All this explains why the early revolutions contented themselves with finding a man, Cromwell or Napoleon; and why the second absolutely insisted on finding a family, the House of Brunswick or the House of Orleans.

Royal houses resemble those Indian fig-trees, each branch of which, bending over to the earth, takes root and becomes a fig-tree itself. Each branch may become a dynasty. On the sole condition that it shall bend down to the people.

Such is the theory of the skilful.

Here, then, lies the great art: to make a little render to success the sound of a catastrophe in order that those who profit by it may tremble from it also, to season with fear every step that is taken, to augment the curve of the transition to the point of retarding progress, to dull that aurora, to denounce and retrench the harshness of enthusiasm, to cut all angles and nails, to wad triumph, to muffle up right, to envelop the giant-people in flannel, and to put it to bed very speedily, to impose a diet on that excess of health, to put Hercules on the treatment of a convalescent, to dilute the event with the expedient, to offer to spirits thirsting for the ideal that nectar thinned out with a potion, to take one's precautions against too much success, to garnish the revolution with a shade.

1830 practised this theory, already applied to England by 1688.

1830 is a revolution arrested midway. Half of progress, quasi-right. Now, logic knows not the "almost," absolutely as the sun knows not the candle.

Who arrests revolutions half-way? The bourgeoisie?

Why?

Because the bourgeoisie is interest which has reached satisfaction. Yesterday it was appetite, to-day it is plenitude, to-morrow it will be satiety.

The phenomenon of 1814 after Napoleon was reproduced in 1830 after Charles X.

The attempt has been made, and wrongly, to make a class of the bourgeoisie.

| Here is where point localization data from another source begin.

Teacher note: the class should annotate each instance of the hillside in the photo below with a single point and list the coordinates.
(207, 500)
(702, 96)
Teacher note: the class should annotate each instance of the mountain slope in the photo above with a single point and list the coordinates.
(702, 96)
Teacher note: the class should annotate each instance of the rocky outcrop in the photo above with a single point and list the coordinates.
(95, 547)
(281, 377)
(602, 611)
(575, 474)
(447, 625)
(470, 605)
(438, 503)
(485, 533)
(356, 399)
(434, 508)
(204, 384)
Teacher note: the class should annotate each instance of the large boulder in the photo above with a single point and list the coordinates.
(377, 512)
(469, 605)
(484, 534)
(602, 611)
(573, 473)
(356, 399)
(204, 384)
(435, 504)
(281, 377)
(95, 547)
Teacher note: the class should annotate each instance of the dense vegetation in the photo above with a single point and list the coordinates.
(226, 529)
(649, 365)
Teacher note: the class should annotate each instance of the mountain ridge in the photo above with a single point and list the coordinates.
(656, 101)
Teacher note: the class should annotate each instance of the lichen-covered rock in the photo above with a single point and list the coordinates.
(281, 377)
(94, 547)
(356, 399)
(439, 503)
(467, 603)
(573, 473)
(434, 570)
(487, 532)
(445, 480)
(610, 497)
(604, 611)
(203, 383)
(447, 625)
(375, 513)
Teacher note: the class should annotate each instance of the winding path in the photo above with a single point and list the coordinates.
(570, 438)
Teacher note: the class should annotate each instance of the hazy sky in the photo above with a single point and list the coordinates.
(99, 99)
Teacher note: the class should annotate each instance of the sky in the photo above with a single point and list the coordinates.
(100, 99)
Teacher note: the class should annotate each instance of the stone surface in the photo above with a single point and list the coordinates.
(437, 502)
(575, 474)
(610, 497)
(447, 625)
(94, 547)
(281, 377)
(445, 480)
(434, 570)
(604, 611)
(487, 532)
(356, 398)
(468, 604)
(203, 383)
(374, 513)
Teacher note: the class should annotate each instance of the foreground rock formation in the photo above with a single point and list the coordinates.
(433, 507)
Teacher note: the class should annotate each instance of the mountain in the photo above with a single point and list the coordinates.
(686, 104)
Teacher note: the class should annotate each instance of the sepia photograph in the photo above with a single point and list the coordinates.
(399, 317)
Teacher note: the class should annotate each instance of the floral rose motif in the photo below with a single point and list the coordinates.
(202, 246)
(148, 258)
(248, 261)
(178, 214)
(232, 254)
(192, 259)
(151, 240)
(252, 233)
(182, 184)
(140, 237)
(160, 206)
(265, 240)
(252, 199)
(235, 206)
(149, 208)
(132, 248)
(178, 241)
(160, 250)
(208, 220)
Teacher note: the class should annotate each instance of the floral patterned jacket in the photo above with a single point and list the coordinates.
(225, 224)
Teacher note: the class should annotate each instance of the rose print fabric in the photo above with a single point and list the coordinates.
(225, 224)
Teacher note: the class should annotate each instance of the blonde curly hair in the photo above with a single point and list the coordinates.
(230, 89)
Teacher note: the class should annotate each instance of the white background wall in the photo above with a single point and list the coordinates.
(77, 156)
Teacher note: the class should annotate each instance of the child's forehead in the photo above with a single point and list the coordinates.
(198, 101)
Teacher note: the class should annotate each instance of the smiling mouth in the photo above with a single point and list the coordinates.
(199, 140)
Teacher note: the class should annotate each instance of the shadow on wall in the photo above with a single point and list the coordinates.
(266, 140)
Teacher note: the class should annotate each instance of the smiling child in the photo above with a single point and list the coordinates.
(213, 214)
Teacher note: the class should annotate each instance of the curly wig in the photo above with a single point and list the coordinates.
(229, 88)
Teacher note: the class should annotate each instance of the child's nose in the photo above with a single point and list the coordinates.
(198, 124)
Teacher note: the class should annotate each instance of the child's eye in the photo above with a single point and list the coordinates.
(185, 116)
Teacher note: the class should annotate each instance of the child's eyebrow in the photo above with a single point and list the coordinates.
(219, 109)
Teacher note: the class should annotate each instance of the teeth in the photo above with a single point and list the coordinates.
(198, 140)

The bourgeoisie is simply the contented portion of the people. The bourgeois is the man who now has time to sit down. A chair is not a caste.

But through a desire to sit down too soon, one may arrest the very march of the human race. This has often been the fault of the bourgeoisie.

One is not a class because one has committed a fault. Selfishness is not one of the divisions of the social order.

Moreover, we must be just to selfishness. The state to which that part of the nation which is called the bourgeoisie aspired after the shock of 1830 was not the inertia which is complicated with indifference and laziness, and which contains a little shame; it was not the slumber which presupposes a momentary forgetfulness accessible to dreams; it was the halt.

The halt is a word formed of a singular double and almost contradictory sense: a troop on the march, that is to say, movement; a stand, that is to say, repose.

The halt is the restoration of forces; it is repose armed and on the alert; it is the accomplished fact which posts sentinels and holds itself on its guard.

The halt presupposes the combat of yesterday and the combat of to-morrow.

It is the partition between 1830 and 1848.

What we here call combat may also be designated as progress.

The bourgeoisie then, as well as the statesmen, required a man who should express this word Halt. An Although-Because. A composite individuality, signifying revolution and signifying stability, in other terms, strengthening the present by the evident compatibility of the past with the future.

This man was "already found." His name was Louis Philippe d'Orleans.

The 221 made Louis Philippe King. Lafayette undertook the coronation.

He called it the best of republics. The town-hall of Paris took the place of the Cathedral of Rheims.

This substitution of a half-throne for a whole throne was "the work of 1830."

When the skilful had finished, the immense vice of their solution became apparent. All this had been accomplished outside the bounds of absolute right. Absolute right cried: "I protest!" then, terrible to say, it retired into the darkness.